If you want to create an industrial database on top of Marble, you will probably also want to add:

  • logging and a write cache for accumulating updates that occasionally get flushed to Marble via write_batch. Remember, each call to write_batch creates at least one new file and fsyncs multiple times, so you should batch calls appropriately. Once the log or write cache has reached an appropriate size, you can have a background thread write a corresponding batch of objects to its storage, and once write_batch returns, the corresponding log segments and write cache can be deleted, as the objects will be available via Marble::read.
  • an appropriate read cache. Marble::read always reads directly from disk.
  • for maximum SSD friendliness, your own log should be configurable to be written to a separate storage device, to avoid comingling writes that have vastly different expected death times.
  • dictionary-based compression for efficiently compressing objects that may be smaller than 64k.

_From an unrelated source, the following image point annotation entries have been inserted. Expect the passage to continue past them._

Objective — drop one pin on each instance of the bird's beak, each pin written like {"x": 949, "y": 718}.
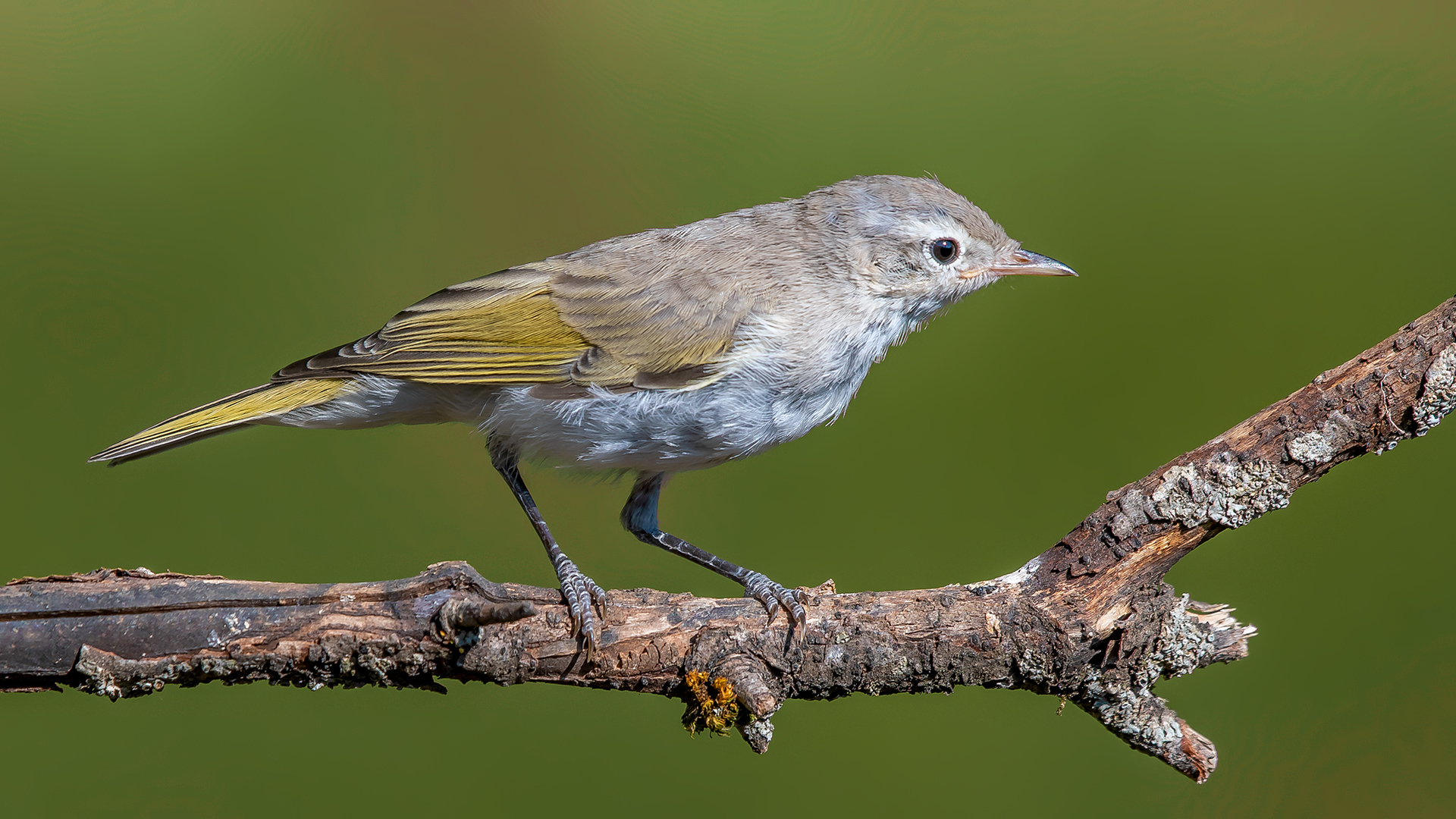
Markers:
{"x": 1027, "y": 262}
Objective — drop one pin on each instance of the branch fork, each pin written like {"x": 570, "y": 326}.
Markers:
{"x": 1090, "y": 620}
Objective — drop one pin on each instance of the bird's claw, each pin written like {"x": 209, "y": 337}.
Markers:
{"x": 582, "y": 595}
{"x": 774, "y": 596}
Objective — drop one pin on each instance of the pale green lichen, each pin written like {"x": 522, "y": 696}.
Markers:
{"x": 1438, "y": 394}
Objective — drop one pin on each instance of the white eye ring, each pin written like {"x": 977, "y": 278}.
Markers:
{"x": 944, "y": 249}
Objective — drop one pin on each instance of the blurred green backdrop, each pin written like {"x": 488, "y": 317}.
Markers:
{"x": 193, "y": 194}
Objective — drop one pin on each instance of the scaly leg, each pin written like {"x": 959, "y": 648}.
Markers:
{"x": 639, "y": 518}
{"x": 579, "y": 589}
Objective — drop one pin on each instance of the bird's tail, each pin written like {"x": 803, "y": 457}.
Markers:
{"x": 224, "y": 414}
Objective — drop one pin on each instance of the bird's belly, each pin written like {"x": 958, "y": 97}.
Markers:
{"x": 663, "y": 430}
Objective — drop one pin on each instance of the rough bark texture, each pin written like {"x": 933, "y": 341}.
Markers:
{"x": 1090, "y": 618}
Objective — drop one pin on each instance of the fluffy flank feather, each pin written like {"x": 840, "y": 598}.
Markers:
{"x": 223, "y": 416}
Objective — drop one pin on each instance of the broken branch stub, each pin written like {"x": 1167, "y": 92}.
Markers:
{"x": 1088, "y": 620}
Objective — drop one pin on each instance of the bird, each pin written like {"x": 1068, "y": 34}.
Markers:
{"x": 650, "y": 354}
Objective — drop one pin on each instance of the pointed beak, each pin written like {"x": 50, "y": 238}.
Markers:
{"x": 1027, "y": 262}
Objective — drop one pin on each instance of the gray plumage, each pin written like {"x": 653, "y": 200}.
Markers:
{"x": 655, "y": 353}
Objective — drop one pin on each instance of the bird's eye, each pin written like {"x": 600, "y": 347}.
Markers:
{"x": 946, "y": 251}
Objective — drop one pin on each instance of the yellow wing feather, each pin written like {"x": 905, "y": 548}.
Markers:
{"x": 500, "y": 328}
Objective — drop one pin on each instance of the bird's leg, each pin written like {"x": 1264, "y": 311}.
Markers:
{"x": 579, "y": 589}
{"x": 639, "y": 518}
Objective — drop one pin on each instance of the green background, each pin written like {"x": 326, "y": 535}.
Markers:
{"x": 193, "y": 194}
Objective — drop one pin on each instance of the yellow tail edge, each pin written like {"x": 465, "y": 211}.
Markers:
{"x": 223, "y": 416}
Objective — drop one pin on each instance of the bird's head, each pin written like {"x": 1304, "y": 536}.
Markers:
{"x": 924, "y": 243}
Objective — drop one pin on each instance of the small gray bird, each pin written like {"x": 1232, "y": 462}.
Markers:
{"x": 655, "y": 353}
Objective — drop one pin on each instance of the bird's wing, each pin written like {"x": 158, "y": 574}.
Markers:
{"x": 500, "y": 328}
{"x": 648, "y": 331}
{"x": 555, "y": 322}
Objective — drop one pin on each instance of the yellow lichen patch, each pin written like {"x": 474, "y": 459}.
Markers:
{"x": 715, "y": 710}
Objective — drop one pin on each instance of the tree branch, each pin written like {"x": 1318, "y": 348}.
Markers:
{"x": 1088, "y": 620}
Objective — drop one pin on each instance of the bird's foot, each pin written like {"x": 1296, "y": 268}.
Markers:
{"x": 774, "y": 596}
{"x": 582, "y": 595}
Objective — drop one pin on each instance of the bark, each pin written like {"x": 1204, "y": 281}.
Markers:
{"x": 1090, "y": 620}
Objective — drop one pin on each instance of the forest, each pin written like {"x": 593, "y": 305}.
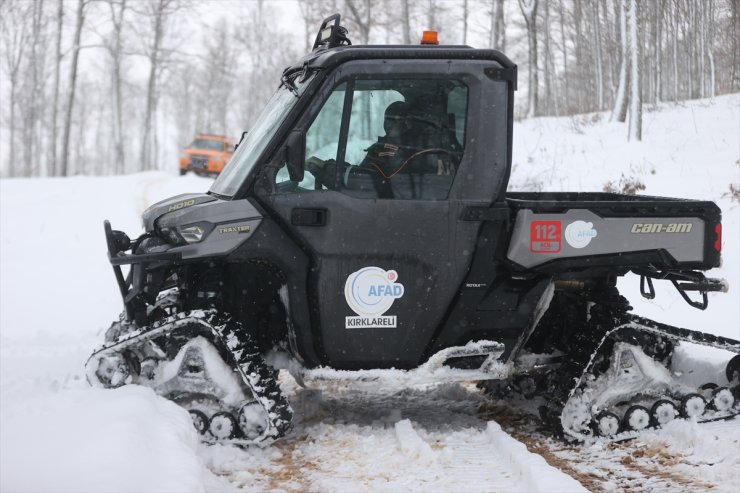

Ideas for getting great garbage collection performance:

  • give certain kinds of objects a certain ObjectId range. for example, tree index nodes can be above 1<<63, and tree leaf nodes can be below that point. The Config.partition_function can return the shard 0 for leaf nodes, and 1 for index nodes, and they will always be written to separate files.
  • WiscKey-style sharding of large items from other items, based on the size of the object. Assign a shard ID based on which power of 2 the object size is.
  • Basically any sharding strategy that tends to group items together that exhibit some amount of locality in terms of expected mutations or overall lifespan.

In short, you get to focus on a bunch of the fun parts of building your own database, without so much effort spent on boring file garbage collection.